Right...just like last month. The disappointment was still there after "not thinking about fertility and babies and charting and medicine..." and so I doubt this cycle will be any different....

BUT...

I'll still try.

I'll still hope.

I'm ending with a quote from the Former First Lady, Laura Bush, it definitely describes the pain of IF...

"The English language lacks the words 'to mourn an absence.' For the loss of a parent, grandparent, spouse, child or friend we have all manner of words and phrases, some helpful, some not. Still, we are conditioned to say something, even if it is only 'I am sorry for your loss.' But for an absence, for someone who was never there at all, we are wordless to capture that particular emptiness. For those who deeply want children and are denied them, those missing babies hover like silent, ephemeral shadows over their lives. Who can describe the feel of a tiny hand that is never held?".” (Laura Bush)




4 comments:

JellyBelly said...

We should go to infertile island together.

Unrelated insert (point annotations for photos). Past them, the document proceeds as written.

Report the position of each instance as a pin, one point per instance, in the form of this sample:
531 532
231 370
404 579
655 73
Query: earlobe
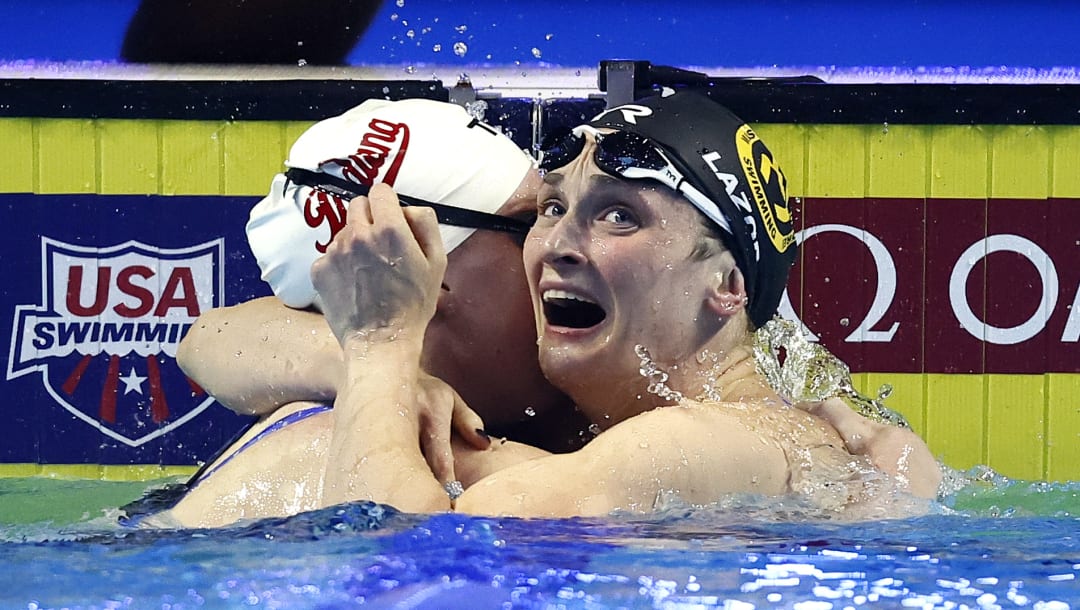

Is there any consolation that you aren't alone?

Anonymous said...

yeah, i second that. you aren't alone. the only month so far (and it truly was a blessing) was when i literally couldn't see my husband so i KNOW i wasn't pregnant. and man, it was glorious. i thought i would be upset at not given the chance that month but i was really just very relieved at the break. i didn't realize how much everything had been affecting me until i was forced to step away.
so what does that mean for us in/subfertile? how can we ever 'permentantly get away'?
i'd like to think i learned a lot about my limits. i don't know how long i can realistically play this game.

Julie said...

I am sorry for what you are going through. I pray that God gives you peace of soul this month!

LOVE the quote by Laura Bush!!

Nicole C said...

I'm so sorry you're having such a rough time. I pray you're able to find peace!